Cuánto te amo al adentrarme en aquella noche, en el templo de jardines de la pálida
virgen desnuda entre lavandas.
Cuánto te recuerdo cuando abrazabas mi frente niña con un beso, y mis manos infantiles que
se entretenían en descifrar tu cuerpo, en construir escondites y columpios en tu piel, por si acaso
te fueras de pronto en un viaje largo y no supieras como llevarme.
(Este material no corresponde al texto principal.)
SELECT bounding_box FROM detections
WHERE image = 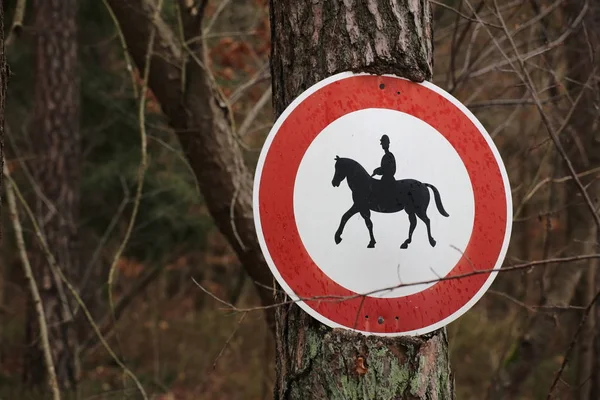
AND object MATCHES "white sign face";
[294,108,475,297]
[254,73,512,336]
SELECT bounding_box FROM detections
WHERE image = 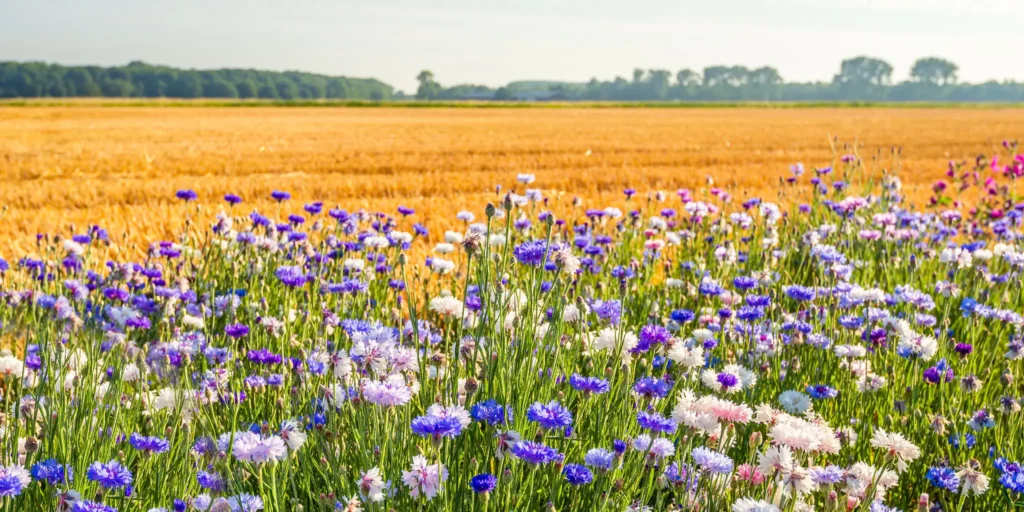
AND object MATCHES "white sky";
[0,0,1024,91]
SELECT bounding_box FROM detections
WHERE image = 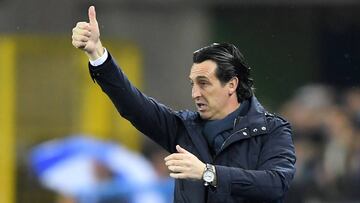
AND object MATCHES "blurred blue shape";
[30,135,167,203]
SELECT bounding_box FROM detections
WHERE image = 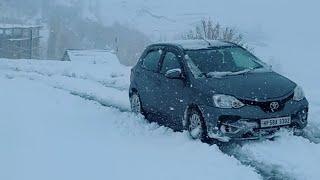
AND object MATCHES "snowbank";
[0,72,261,180]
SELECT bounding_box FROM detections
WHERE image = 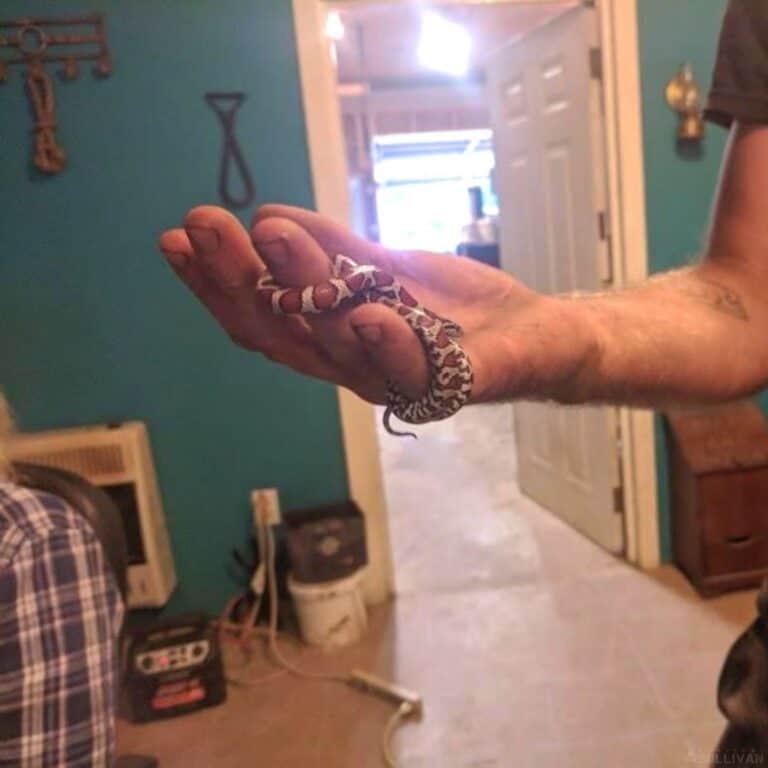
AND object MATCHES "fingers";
[251,218,331,288]
[184,205,264,291]
[251,205,394,270]
[252,217,427,396]
[252,205,522,303]
[349,304,429,400]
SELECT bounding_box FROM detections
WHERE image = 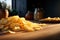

Se sembraron las estrellas en aquella luna que nos eligió, pequeñas violetas que hoy aún hacen
a la luna rara y mística.
Todavía estamos tú y yo en un juego de contar semillas celestes, de cazar con la mirada a aquellas
que comienzan a romper a la noche.
Hoy, ya cansados y crecidos del alma ese astro nos llama a observar entre distancias;
nuestros labios vuelven a tener un sabor a campo primerizo.
Tu rostro como un paisaje de tu esencia, y el vino escurriéndose por tu corbata,
abrazan a mis ojos niños como una niebla, un aroma de violetas, intacta como aquella de los cinco años,
intacta como aquella de la primera noche en el fuego; y al mirarnos, nuestras miradas se abren como
espacios sin muros, para que los recuerdos ciegos e infantiles reconozcan el juego del amor.